After a period of turmoil, probably the result of the coming of Tibeto-Burmans to Arakan from the north, Vesali was succeeded by a serious of smaller cities which came under the sovereignty of Pagan. The Buddhist art of the 11th and 12th centuries is strongly influenced by pagan, as can be seen by Buddha image in stucco and a rare Vishnu and Laksmi from this period follows the heavy physiognomy of the late Pagan period. As the power of Pagan waned, however, Arakan was able to expand its authority to Bengal in the west and to Cape Nagrais in the south. By the beginning of the 15th century the Burmese invaded and the Arakanese king fled to the Sultanate of Gaur in east Bengal. He returned, with the assistance of the Sultan, to found the last of the great cities, Mrauk-U.
Mrauk-U at the height of its power controlled Bengal up to Dacca and Pegu in the Mon country to the south. The great originality of its art was in its architecture. Its builders used a technique of facing a brick core with stone slabs bound by mortar, and made extensive use of dark gray sandstone brought upriver from the coast. This use of stone was the great difference between the architecture of Arakan and that of Pagan and Bengal, where stone was scarcer. The architects combined the lessons of Pagan with the Muslim experience in building arches, domes and vaults, in which mortar played the dominant part of keeping the masonry together. They were thus able to conceive massive hollow pagodas, whose central shrines were entered through long vaulted passages.
The Shitthaung shrine, built be King Mong Ben after he conquered Bengal in 1536, was the magnificent statement of a cakravartin Buddhist king who had conquered Islam.
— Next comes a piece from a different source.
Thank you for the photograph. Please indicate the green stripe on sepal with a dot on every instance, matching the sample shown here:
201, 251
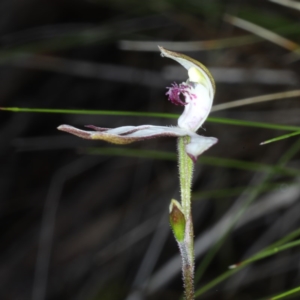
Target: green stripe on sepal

An arched screen on the western side and the arrangement of stupas on the roof recall the mosque architecture of 16th century Gaur in east Bengal. Surrounding the central image are circumambulatory passages, on the outer of which the king is depicted as a god with the attributes of a cakravatin king, some derived from the iconography of Vishnu the Preserver. He is flanked by his Bengali and Arakanese wives, distinguished by their dress, and by depictions of his power and the prosperity he has brought to his country.
Other Mrauk-U shrines are decorated with glazed tiles, some decorated with Middle Eastern motifs, others have reliefs depicting the three worlds of Buddhism, and some are guarded by figures reminiscent of the 5th-6th century images founded at the Mahamuni shrine. The sculpture of the period is similarly diverse. Crowned Buddha images are derived from the style of the late Ming seated Buddhas from the art of northern Thailand. Some extraordinary Sri Lankan bronzes have been discovered, recalling the time when the Dutch rulers of Sri Lanka, wanting to overcome the influence of Catholicism brought there by the Portuguese, sent to Arakan for monks to perform the Buddhist ordination ceremony to purify the religion.
Gradually, however, the power of Mrauk-U waned. In its last century Arakan survived only because it had no aggressive neighbour. In 1784 it was conquered by the Burmese ruler Bodawpaya and the revered Mahamuni image was taken to Mandalay. With its loss, the Arakanese people seemed to lose heart, and its shrines and images were largely neglected for the next 200 years.